Jordan is an independent game developer. He worked at LucasArts in the late '90s, wrote dialogue for Telltale's Sam & Max adventure games, and did game design and writing for Disney Imagineering, an interactive development arm of the company.
"Considering how much time people have spent trying to advance the idea that video games are works of art, it's disappointing to see so many people defending the idea that games are product. It's almost enough to make me think that writing thousands of words about the nature of artistic expression in interactive entertainment on my own low-traffic blog were a waste of time.
There's usually an outcry whenever a movie's obviously been focus-grouped into mediocrity, or when a pop star is clearly targeted at a particular demographic. And when a video game gets a console release with a UI tailored to controllers, we have to listen to incessant complaints that the game's been "dumbed down" just to appeal to a larger audience. Apparently the value of 'audience feedback' can fluctuate.

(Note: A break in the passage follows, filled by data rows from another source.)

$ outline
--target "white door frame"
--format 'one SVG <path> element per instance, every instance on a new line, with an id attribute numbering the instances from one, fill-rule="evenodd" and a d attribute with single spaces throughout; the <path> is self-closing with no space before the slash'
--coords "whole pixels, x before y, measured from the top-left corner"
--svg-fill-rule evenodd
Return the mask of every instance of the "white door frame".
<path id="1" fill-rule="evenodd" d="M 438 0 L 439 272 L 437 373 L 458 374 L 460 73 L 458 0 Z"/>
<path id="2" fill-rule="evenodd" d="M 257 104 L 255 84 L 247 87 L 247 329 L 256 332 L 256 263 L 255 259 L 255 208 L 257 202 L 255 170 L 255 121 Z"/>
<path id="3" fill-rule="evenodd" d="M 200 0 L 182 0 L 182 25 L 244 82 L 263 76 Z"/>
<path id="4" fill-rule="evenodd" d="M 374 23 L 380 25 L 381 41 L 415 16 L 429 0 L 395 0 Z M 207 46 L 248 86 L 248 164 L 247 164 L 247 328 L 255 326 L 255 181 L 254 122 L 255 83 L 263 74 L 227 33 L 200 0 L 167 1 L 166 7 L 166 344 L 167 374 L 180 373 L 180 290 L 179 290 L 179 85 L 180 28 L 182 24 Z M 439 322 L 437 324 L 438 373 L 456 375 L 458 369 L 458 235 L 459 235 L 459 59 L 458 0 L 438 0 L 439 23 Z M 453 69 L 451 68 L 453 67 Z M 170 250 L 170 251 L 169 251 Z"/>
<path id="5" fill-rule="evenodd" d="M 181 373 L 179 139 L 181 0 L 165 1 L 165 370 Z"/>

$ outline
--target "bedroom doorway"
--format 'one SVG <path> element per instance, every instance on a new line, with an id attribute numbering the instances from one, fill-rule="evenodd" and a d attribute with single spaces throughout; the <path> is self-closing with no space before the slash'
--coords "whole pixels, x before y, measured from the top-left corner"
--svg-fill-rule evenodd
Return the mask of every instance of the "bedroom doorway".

Products are made to the specifications of customers. Art is supposed to be an expression of creativity. If you're invalidating your team's 'vision' to appeal to the demands of players, then you've crossed the line from art to commerce. That's no different for interactive entertainment than it is for anything else.
It's frequently framed as 'empowering the player,' but pandering isn't empowerment. People seem to have forgotten that "give the people what they want" was always intended to be a pejorative expression. If the goal of a game is to provide the player with the tools to create her own story, then the developers need to actually give the player those tools. Not just a series of scripted events based on what the developers think their audience wants.
Essentially, BioWare created the problem for themselves by, to be blunt, promising more than they or any other developer could deliver. They've sold the Mass Effect series on the premise that the player can completely customize his character and his character's story—entire planets with complex storylines that some players will never even see! (And also sex with aliens). But even the largest team of writers and content creators won't be able to deliver an indefinite number of conclusions that all have the same level of impact, satisfying enough to conclude a multi-year, multi-game epic series. People have been spending years trying to come up with a way to create systems that generate compelling narratives, and no one's cracked the problem yet.
That's probably because it's not really a problem; developer-created narratives still have plenty of value in interactive entertainment. And they can be collaborative: the developer and the player work together to complete a story. The player's interaction with the system is what gives the story meaning. When I'm playing games, I prefer to be surprised, to be shown something I wouldn't have come up with on my own. And it's hardly a collaboration if one of the participants can always get his way just by complaining loudly enough."
Kasavin was Editor-in-Chief of GameSpot for a decade. He's currently Creative Director at Supergiant Games. Supergiant released Bastion last year. Kasavin mentions that he has played and completed Mass Effect 3 (and both previous games) and that he's “a longtime fan of BioWare, ever since Baldur's Gate. BioWare's classic games are a big inspiration to me.”
"I think developers are well within their right to make positive changes to games post-release, and in the vast majority of cases this is seen by players as a good thing if not an expected thing these days. For example, a high-quality multiplayer game needs to be nurtured and maintained over time by its developers as its player base grows more experienced and inevitably discovers exploits or other issues. I'm always willing to give developers I trust the benefit of the doubt when it comes to making changes post-release.
Making narrative changes post-release can be tricky because story is seen as canonical... history can't be rewritten, and so on. But I think it's important to note this type of thing does happen sometimes. Fallout shipped with a time-sensitive main quest that gave you a really bleak ending if you took too long to finish that quest. In the first patch, the developers eliminated the time limit, removing what could be seen as a major aspect of the ending. Years later, Fallout 3 got patched so that you could continue playing post-release. Many movies, including classics like Blade Runner, got director's cuts with major narrative changes said to reflect the true authorial intent.
Whether it's appropriate is a judgment call. I don't think these cases are just a matter of the creators of these works buckling to pressure. I think they wanted to do the right thing, for the sake of their work and their audience. Likewise, in the current case of Mass Effect 3, I fully expect BioWare will do whatever they think is best. I think BioWare has accomplished an incredible achievement with Mass Effect, and I'll be interested to see how it evolves from here."